I have experenced many cases and this phenomenon was happen.

"Certainly, if the topology does not change, but the number of channels has decreased, the inference time will not be longer." From theory, it is true. But from practice, it is not always true. It may be related to computational process of hardware.

Sam_Gao

Hi @nnxxpp

I mistook it for other chips with NPU. It is sure that RT1170 does not have NPU (e.g 4 compuatation pipelines inside), please be sure the channel number should be divisible by 4 on RT1170 (Cortex M7/M4), but 25 or 61 is not.

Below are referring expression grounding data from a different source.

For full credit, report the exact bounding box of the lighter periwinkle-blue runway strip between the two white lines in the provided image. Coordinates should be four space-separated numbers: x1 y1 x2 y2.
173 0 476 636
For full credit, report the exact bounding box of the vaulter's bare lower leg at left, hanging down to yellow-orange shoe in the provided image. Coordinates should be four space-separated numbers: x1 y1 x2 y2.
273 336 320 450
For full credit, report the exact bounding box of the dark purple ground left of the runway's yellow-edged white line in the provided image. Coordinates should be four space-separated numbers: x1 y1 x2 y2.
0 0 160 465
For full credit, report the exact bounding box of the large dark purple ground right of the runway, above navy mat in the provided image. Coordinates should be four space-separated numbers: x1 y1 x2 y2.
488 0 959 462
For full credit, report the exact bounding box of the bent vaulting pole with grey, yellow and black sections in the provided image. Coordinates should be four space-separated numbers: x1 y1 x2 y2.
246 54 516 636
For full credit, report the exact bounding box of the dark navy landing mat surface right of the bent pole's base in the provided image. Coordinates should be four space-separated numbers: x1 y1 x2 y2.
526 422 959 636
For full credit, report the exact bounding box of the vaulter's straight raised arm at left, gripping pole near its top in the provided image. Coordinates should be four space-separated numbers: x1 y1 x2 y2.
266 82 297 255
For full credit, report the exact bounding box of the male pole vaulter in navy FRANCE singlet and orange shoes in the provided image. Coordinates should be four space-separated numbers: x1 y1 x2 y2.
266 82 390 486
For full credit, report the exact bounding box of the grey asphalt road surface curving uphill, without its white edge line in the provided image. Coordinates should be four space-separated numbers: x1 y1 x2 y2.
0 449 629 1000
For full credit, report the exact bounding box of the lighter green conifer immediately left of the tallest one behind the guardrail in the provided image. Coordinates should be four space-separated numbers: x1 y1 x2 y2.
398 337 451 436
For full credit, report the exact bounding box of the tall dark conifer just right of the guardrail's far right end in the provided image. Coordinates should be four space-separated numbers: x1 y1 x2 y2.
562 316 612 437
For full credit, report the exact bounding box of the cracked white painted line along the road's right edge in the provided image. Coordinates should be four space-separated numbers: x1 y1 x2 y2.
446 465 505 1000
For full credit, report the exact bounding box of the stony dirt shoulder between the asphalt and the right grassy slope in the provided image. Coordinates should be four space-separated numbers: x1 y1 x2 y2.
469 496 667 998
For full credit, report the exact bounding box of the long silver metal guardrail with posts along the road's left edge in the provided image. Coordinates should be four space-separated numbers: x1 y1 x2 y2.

I will send you mail, if you still have issue, please give me a sample model that does not involve privacy by mail, and I will try to reproduce it.

B.R.

Sam

nnxxpp

@Sam_Gao

Thank you so much. It is very good news. This is very helpful when deploying quantized model in board. Please confirm this point.

"please be sure the channel number should be divisible by 4 on RT1170 (Cortex M7/M4), but 25 or 61 is not.". My board is MIMXRT1060 (Cortex M7). It means that I need to make sure the channel number should be divisible by 4 same as on RT1170. It that right?

Sam_Gao

Yes, exactly. it is general recommendation (divisible by 4) for the processors(cortex M7 or below) , RT1170 processor is combinted with cm4 and cm7.

nnxxpp

Sure, thank you so much for supporting me.

nnxxpp

@Sam_Gao

Do you have any progress?

Sam_Gao

Hi @nnxxpp

Would you please clarify the details below to help me understand more?

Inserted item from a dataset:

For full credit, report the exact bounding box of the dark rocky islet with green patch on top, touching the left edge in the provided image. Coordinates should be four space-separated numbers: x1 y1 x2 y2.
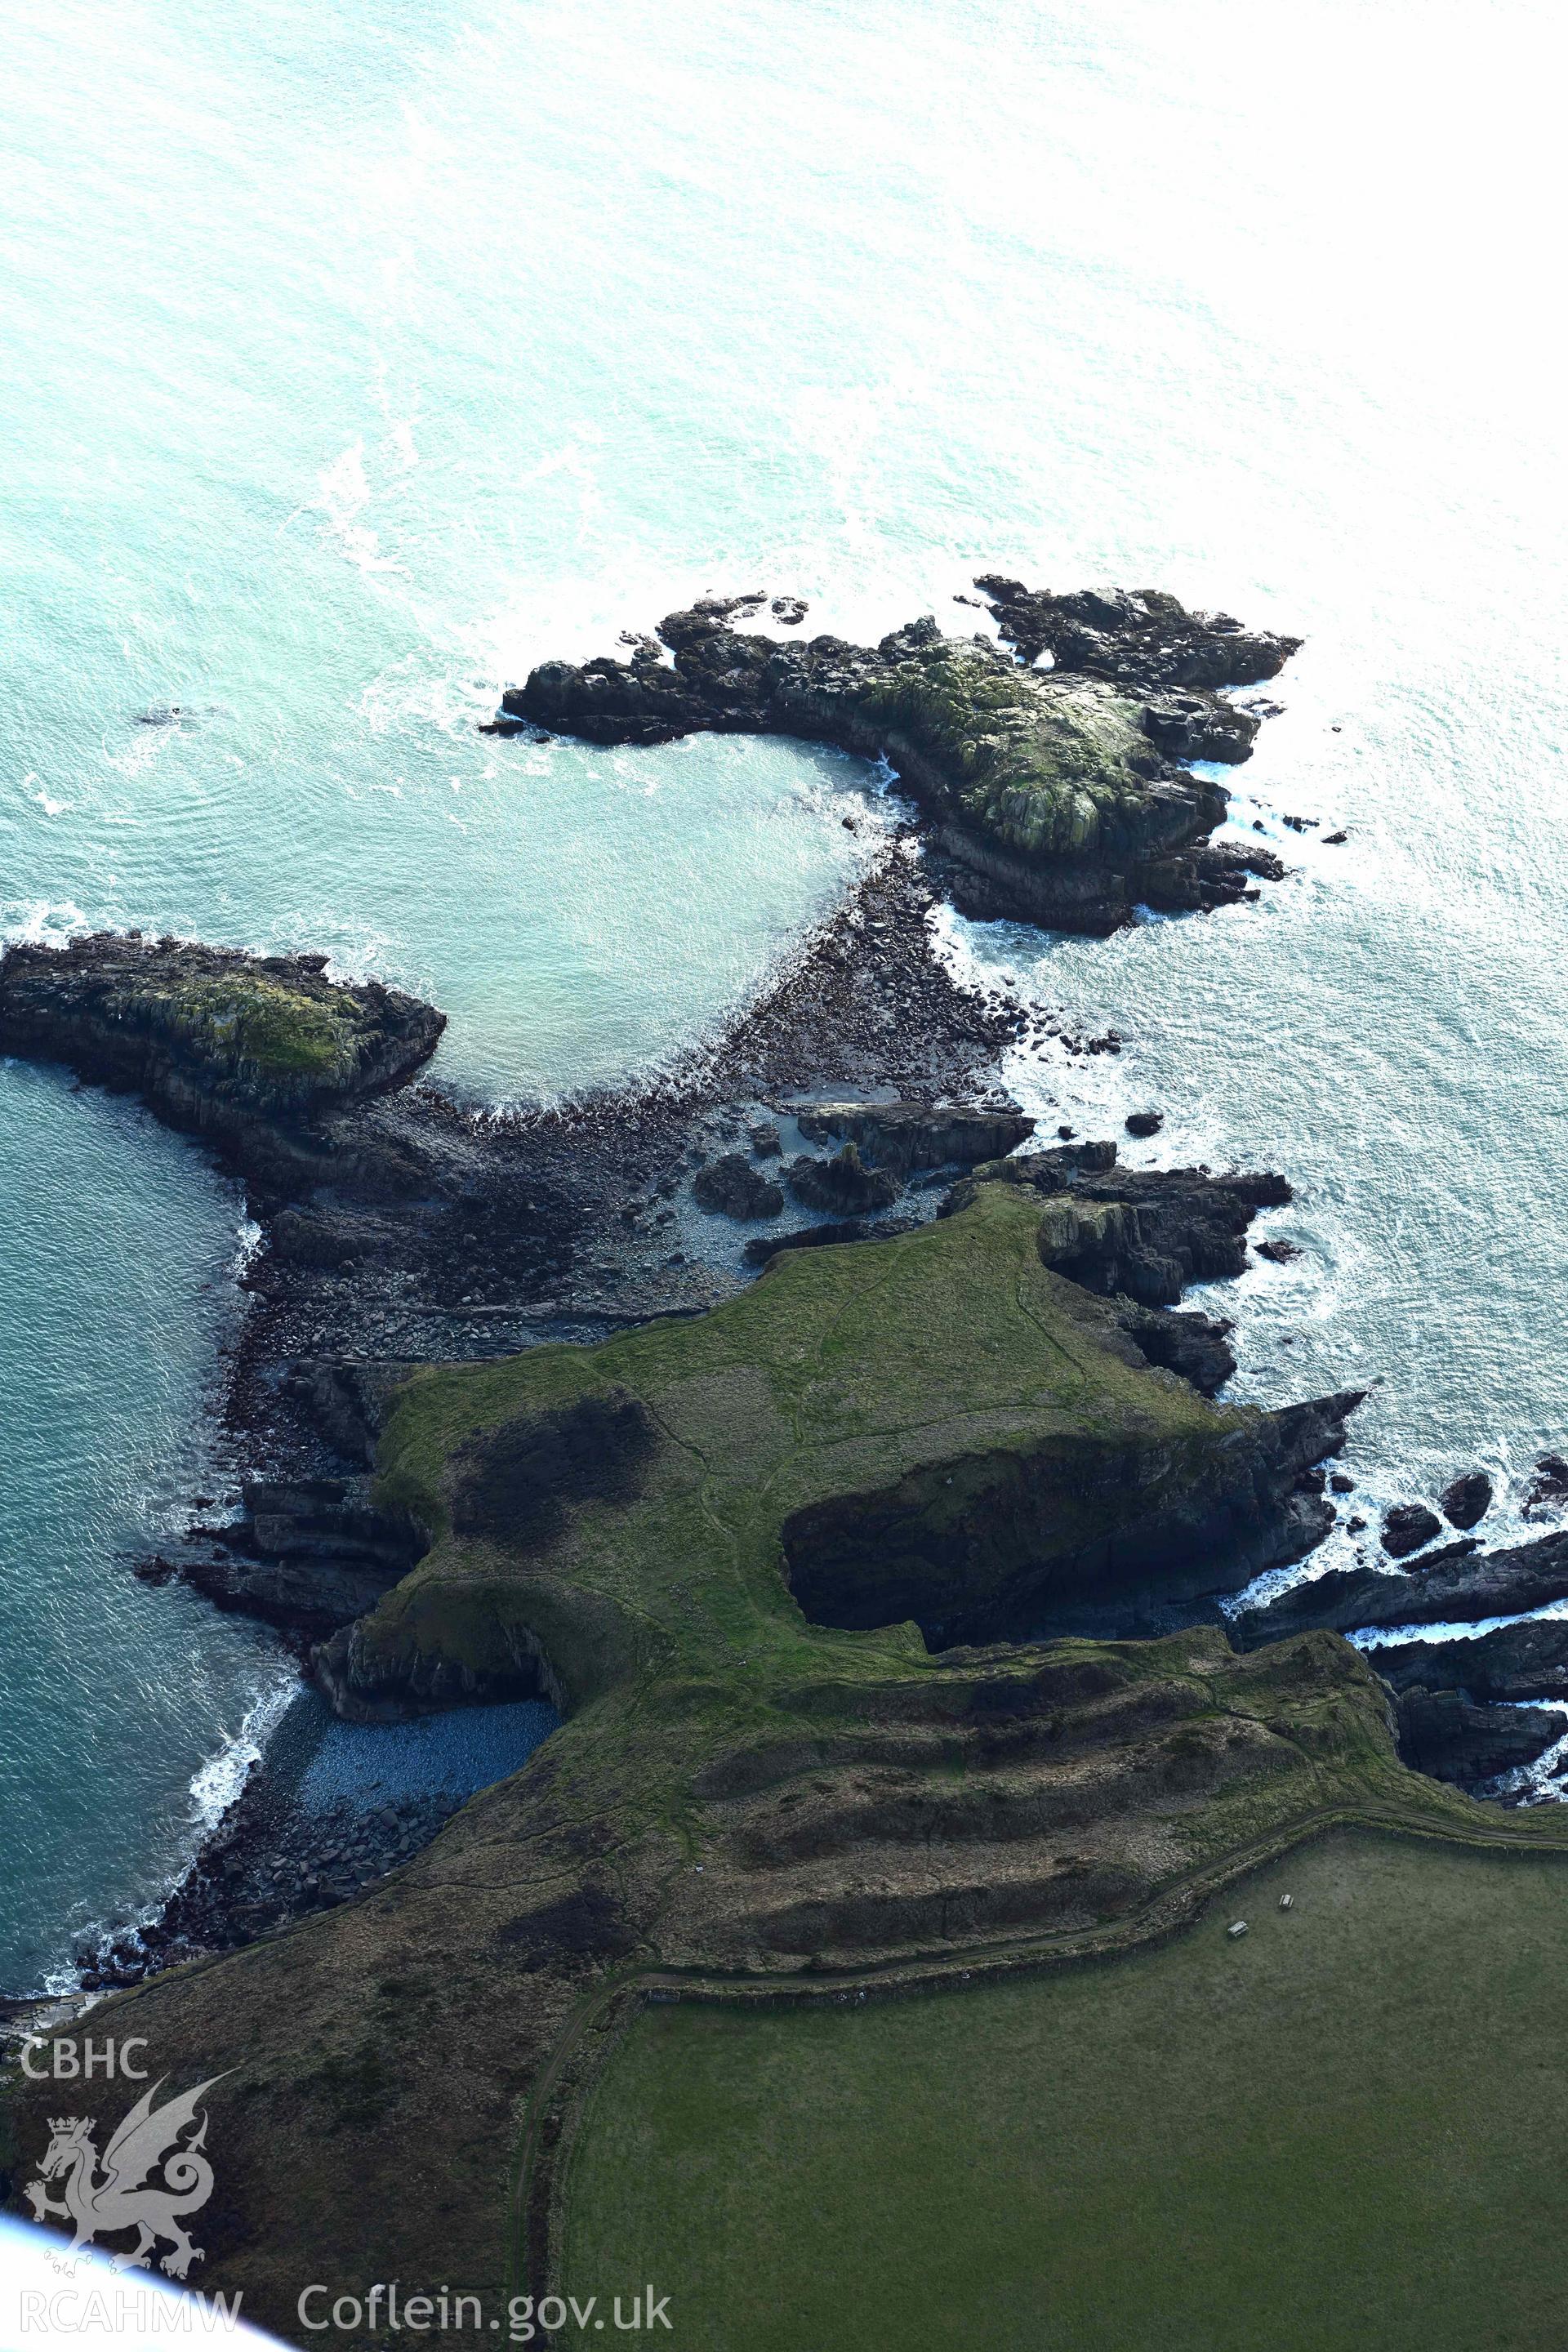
0 931 447 1176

Which SDK example and version? how to reproduce it? how to qualify it?

Thanks and Best Regards.

nnxxpp

@Sam_Gao

Sorry for lack of information.

I use tflm_cifar10 as the base project in MCUXpresso SDK (latest) for MCUXPress IDE. My board is MIMXRT1060-EVKB.

Sorry, I can not share my Machine Learning models. I give you example to better understand.

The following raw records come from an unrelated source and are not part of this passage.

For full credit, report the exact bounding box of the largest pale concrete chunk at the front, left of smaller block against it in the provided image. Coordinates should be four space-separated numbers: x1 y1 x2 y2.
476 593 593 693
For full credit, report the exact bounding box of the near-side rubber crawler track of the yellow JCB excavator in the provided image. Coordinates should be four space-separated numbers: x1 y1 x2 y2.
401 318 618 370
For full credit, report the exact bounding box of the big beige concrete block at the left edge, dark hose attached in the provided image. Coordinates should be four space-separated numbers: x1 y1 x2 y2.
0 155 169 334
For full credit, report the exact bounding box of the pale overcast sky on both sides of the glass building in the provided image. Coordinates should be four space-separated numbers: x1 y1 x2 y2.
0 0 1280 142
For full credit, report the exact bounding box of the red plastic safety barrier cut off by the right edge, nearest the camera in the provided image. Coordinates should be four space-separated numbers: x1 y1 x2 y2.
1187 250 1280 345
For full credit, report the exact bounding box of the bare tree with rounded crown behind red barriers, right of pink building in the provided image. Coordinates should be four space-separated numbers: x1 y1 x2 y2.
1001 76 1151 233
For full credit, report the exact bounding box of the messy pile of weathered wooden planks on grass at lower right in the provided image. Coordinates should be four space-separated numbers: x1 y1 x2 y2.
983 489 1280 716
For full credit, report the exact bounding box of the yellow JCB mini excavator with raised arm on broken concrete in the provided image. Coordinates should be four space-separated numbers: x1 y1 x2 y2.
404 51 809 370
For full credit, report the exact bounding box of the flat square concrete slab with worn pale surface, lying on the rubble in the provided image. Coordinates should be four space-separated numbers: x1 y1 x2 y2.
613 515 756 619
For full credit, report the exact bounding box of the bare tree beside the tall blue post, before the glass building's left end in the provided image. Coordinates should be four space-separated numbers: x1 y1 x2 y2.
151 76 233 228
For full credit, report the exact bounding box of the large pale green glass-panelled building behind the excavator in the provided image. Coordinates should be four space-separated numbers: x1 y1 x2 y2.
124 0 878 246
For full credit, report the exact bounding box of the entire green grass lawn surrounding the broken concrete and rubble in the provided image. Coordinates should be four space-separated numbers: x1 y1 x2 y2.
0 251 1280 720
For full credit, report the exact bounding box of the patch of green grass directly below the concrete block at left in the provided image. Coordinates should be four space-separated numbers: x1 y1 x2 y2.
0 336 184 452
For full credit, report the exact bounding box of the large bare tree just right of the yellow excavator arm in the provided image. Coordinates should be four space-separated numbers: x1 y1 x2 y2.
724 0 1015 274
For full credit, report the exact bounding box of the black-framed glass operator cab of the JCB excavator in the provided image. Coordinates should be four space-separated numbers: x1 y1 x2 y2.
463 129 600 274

For example, my original model have 4 layers Convolution layer (128 channels) ==> Convolution layer (256 channels) ==> Convolution layer (512 channels) ==> Dense layer (10 classes of Cifar10). After that we appy pruning to the model and after pruning, we get a model with the acchitecture:

Convolution layer (128 channels) ==> Convolution layer (231 channels) ==> Convolution layer (455 channels) ==> Dense layer (10 classes of Cifar10).

You can see the number of channels is changed for the second and third Convolution layers: 256 => 231 and 512 => 455.

Model size is reduced, but the inference time of pruned model is large than the one of original model (without pruning). Both models is INT8 quantized model. Is there optimized number of channels for int8 Machine Learning model on NXP board?

I hope that it can help you.